Posted on:1996-11-23Degree:Ph.DType:Dissertation
University:University of PennsylvaniaCandidate:Bosteels, BrunoFull Text:PDF
GTID:1465390014988330Subject:Literature
Abstract/Summary:
The writings of Jorge Luis Borges are finely in tune with some of the most innovative trends in contemporary criticism and theory, especially in answer to the questioning of subjectivity and representation in the human sciences. Adopting a constructivist approach, this reading gauges the impact of Borges's texts as they respond to this two-fold question through monstrosity and cartography. Whether as the hybrid, the purposeless, or the infamous, monstrosity in Borges is a multiple symbol irreducible to the concepts, forms, and final ends of classical epistemology and ontology. This groundless multiplicity is the site where the subject and object of the human sciences collapse. Borges is not only the curator of a teratological museum but his own writings have also been seen as monstrous and inhuman. This anomaly offers indispensable leverage to deconstruct the anthropocentric tradition of metaphysics.
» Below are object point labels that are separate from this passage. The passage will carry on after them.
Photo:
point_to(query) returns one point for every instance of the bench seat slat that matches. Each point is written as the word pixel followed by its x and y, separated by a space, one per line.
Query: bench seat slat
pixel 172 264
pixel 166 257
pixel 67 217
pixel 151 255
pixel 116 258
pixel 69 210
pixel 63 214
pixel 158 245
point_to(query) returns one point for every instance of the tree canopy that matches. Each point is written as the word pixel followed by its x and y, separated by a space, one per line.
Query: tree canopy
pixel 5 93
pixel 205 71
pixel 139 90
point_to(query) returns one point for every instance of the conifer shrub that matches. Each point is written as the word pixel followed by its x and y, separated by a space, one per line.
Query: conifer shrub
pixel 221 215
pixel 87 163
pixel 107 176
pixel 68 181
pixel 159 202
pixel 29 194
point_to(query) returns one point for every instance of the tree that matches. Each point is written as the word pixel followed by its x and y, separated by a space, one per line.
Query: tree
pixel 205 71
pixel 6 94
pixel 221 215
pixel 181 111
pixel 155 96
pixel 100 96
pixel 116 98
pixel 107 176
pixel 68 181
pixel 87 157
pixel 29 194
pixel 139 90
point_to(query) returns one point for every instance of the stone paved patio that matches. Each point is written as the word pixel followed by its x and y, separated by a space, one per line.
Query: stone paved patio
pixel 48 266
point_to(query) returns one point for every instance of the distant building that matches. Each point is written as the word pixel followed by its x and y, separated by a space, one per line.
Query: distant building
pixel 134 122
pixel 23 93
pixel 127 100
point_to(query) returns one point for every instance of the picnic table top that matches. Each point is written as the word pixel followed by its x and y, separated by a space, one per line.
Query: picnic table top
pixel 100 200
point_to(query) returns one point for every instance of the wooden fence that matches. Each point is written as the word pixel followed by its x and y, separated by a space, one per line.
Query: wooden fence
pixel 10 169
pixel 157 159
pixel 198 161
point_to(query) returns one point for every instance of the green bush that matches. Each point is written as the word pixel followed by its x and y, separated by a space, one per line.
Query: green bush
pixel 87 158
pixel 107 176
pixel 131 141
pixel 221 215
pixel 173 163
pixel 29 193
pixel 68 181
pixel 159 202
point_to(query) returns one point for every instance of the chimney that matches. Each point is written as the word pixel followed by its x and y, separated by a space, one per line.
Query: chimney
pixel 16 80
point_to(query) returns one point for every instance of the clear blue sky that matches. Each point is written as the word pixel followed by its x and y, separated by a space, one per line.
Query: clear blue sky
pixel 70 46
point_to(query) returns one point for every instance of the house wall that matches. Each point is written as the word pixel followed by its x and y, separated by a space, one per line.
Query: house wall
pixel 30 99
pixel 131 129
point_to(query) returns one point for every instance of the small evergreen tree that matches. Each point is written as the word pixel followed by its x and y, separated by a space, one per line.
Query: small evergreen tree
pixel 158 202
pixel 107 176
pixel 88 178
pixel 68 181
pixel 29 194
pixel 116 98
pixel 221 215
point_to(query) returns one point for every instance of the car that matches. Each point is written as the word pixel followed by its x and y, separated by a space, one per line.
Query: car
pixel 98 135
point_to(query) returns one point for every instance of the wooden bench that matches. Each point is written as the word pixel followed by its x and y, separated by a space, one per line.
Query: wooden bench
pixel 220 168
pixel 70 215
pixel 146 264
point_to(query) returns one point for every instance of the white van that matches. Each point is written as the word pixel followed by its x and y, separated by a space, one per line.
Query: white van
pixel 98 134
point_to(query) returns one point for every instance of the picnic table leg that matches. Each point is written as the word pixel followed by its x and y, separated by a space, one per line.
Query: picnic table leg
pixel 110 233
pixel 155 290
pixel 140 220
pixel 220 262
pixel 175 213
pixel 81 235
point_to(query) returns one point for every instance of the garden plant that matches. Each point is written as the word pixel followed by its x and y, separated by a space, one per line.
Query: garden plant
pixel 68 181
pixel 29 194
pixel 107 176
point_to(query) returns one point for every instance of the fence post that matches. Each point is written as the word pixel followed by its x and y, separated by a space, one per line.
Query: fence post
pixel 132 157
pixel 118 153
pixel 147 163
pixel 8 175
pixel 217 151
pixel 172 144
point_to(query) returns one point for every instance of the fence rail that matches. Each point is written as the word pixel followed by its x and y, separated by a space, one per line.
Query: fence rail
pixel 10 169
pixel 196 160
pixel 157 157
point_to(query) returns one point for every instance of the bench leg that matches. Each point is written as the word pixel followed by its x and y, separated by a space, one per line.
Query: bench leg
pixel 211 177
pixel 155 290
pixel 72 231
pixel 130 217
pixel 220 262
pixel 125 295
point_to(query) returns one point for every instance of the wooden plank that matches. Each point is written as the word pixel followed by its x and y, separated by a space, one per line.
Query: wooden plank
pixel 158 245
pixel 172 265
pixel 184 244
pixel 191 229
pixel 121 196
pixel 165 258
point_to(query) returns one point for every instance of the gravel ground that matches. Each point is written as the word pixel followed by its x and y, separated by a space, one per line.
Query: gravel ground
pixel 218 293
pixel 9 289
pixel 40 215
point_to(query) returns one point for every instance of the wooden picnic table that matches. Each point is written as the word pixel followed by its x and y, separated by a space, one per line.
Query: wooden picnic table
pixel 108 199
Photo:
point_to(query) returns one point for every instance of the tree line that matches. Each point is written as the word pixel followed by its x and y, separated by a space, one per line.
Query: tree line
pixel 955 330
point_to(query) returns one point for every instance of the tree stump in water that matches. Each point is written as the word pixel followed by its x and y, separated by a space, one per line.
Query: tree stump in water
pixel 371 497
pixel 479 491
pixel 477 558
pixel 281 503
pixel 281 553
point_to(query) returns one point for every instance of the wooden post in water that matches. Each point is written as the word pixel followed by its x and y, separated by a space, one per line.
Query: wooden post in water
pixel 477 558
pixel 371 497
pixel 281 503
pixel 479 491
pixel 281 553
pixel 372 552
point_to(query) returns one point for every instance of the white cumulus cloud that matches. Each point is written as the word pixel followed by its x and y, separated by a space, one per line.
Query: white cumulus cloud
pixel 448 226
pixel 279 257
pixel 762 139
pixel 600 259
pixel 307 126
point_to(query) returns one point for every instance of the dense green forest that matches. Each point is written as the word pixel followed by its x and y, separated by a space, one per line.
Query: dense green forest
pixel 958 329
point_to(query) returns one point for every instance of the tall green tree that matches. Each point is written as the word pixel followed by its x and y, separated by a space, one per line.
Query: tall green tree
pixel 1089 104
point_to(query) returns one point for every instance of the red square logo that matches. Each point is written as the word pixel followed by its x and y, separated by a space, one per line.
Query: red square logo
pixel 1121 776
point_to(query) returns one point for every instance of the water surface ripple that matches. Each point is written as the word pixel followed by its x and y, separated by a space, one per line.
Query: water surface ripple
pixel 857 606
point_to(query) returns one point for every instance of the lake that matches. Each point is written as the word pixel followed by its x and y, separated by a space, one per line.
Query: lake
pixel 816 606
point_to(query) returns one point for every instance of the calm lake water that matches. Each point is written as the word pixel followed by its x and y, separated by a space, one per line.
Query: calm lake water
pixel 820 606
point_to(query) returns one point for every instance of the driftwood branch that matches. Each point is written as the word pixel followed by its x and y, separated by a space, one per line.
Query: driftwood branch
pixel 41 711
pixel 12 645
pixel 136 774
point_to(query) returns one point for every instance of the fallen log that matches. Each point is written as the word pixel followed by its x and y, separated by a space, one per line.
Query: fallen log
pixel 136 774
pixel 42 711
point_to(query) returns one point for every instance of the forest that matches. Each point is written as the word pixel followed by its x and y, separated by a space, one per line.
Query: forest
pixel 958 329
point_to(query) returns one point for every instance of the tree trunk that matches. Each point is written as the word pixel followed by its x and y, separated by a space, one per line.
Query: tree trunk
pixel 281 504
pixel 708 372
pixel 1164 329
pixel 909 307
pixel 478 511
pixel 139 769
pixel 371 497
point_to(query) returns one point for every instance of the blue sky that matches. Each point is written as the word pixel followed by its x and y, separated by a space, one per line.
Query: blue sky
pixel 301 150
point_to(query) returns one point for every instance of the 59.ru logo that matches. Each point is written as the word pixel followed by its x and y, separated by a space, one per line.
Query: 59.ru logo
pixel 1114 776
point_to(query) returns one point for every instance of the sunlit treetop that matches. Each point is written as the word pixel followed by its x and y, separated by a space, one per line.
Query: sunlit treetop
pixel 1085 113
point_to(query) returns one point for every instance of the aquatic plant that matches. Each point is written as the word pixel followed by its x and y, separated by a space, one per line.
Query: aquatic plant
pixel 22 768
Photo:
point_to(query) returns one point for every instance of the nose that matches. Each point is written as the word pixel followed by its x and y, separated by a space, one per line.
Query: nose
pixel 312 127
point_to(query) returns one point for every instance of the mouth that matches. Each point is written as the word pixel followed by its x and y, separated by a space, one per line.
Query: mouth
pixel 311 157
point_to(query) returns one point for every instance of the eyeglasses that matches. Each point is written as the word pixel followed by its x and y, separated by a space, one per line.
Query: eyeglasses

As a science of the positive unconscious, teratology is the absent center of both Michel Foucault's archaeology and Jacques Derrida's grammatology of the human sciences.;Monstrosity remains above all a critical power--the force of alterity that is the constitutive outside of conceptual unity and identity. Cartography in Borges, to the contrary, not only is the site of a deconstruction, but also holds the promise for a constructive redefinition of representation. Following a scholastic distinction, Borges unmasks the mimetic model of Platonic realism as formally untenable and politically undesirable, while he accepts the premise of Aristotelian nominalism which views language as arbitrary. With subtle hints Borges in fact proposes a third view, most akin to pragmatism. Displacing the attention from imitating to making, his poietic cartography revolves around a principle of conjectural inference rather than a mimetic equivalence. Especially Charles S. Peirce's abduction, or hypothetical code-making, serves as an alternative to the classical models of imitation and expression, as well as to the recent model of simulation. Borges at once undermines the stable foundations of ancient and modern metaphysics, along the lines of poststructuralism, and implies a constructive response to the crisis of language and subjectivity, in the vein of pragmatism.